Dr. Mom, Our son was a sophomore in a large public university and had just finished classes and was entering reading period when his mom died. The Dean of Students’ Office was fantastic, just like you described. They completely supported my son and me in every way imaginable. The biggest challenge was finishing the spring semester exams. Curiously, my son wanted to get them out of the way, as he felt that he couldn’t begin to grieve properly with the distraction of incomplete courses. I had to hold him back a bit and encouraged him to defer exams on his most difficult class, advanced physics, to give him more time to study for his other, easier courses. He felt so much better after finishing the exams. I also think that immersing himself in studying was one way that he coped with this devastating loss. My daughter was a junior in high school, and they were similarly fantastic, allowing her to complete her courses on a flexible schedule and giving her lots of time off for grief counseling and healing activities. I was lucky that both kids were nearby.
Dr Mom,
The more you write, the more I cry.
You are such an awesome parent.
Thank you so much for being a treasure and sharing here along with OP.

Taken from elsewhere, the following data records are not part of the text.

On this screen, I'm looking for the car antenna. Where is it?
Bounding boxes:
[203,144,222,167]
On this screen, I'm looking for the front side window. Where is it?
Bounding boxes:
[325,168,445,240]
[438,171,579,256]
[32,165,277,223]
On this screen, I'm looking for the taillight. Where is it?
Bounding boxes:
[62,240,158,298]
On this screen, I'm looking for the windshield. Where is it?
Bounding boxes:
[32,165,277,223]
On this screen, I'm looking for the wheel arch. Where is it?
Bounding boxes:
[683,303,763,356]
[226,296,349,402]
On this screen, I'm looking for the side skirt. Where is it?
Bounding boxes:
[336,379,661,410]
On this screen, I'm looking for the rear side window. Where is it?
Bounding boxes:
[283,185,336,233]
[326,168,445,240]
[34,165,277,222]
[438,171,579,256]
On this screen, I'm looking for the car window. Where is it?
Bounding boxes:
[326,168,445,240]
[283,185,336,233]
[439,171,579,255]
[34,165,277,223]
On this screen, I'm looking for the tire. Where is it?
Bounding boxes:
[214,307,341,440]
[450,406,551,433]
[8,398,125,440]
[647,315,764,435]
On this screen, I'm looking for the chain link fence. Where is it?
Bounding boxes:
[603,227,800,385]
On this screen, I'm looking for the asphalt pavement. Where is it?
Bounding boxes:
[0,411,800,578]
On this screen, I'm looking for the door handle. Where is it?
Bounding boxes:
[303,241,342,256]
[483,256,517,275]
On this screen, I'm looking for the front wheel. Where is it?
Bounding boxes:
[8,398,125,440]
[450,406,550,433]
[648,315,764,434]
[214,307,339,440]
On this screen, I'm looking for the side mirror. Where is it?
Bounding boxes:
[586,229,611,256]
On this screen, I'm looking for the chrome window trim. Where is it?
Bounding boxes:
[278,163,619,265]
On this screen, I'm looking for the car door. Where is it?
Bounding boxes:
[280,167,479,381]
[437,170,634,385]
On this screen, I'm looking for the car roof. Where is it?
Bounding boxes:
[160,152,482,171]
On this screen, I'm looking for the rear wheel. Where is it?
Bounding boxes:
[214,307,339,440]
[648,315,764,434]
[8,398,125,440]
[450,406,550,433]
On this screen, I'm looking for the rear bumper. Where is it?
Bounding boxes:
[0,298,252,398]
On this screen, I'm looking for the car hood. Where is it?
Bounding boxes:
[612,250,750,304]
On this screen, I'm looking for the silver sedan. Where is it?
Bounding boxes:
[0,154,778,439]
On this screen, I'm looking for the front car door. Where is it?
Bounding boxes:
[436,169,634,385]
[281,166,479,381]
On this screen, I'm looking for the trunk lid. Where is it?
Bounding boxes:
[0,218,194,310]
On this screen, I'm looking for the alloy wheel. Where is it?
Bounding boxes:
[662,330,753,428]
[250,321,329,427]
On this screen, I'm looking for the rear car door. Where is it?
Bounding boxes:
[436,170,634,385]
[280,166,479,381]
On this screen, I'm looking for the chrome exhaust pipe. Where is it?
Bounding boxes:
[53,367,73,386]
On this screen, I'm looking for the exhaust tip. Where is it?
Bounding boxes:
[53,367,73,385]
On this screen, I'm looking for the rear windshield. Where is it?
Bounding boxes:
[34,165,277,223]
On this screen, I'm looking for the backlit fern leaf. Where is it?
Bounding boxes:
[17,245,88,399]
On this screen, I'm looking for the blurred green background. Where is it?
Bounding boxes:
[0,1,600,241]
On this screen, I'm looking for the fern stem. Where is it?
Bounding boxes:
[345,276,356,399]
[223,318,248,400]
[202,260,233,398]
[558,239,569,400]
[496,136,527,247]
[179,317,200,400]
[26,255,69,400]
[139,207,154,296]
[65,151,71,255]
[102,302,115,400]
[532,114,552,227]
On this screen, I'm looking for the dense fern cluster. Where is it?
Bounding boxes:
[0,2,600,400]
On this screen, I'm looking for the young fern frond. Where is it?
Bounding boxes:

No tears on my account please. Use our experiences vicariously to motivate and prepare yourself and your family for both your personal and financial futures. Behavior trumps math. You can learn all the alphabet soup of finance and play all the math games, but in the end, it is what you do/did that matters. I find accounts like RL’s and OP’s to be very motivating because of how touching they are personally.
Thanks again to the OP and to WCI for posting. WCI, I think this post is an example of when your site is at its best.
Best wishes to all.
I agree it would be wonderful if I had more posts from regular readers like this one.
My mother died when I was a 4th year med student. After reading these posts I realize that Universities have come a long way towards helping students with grief. I don’t think grief counseling even existed in the 80s. I was lucky to be doing electives that did not matter.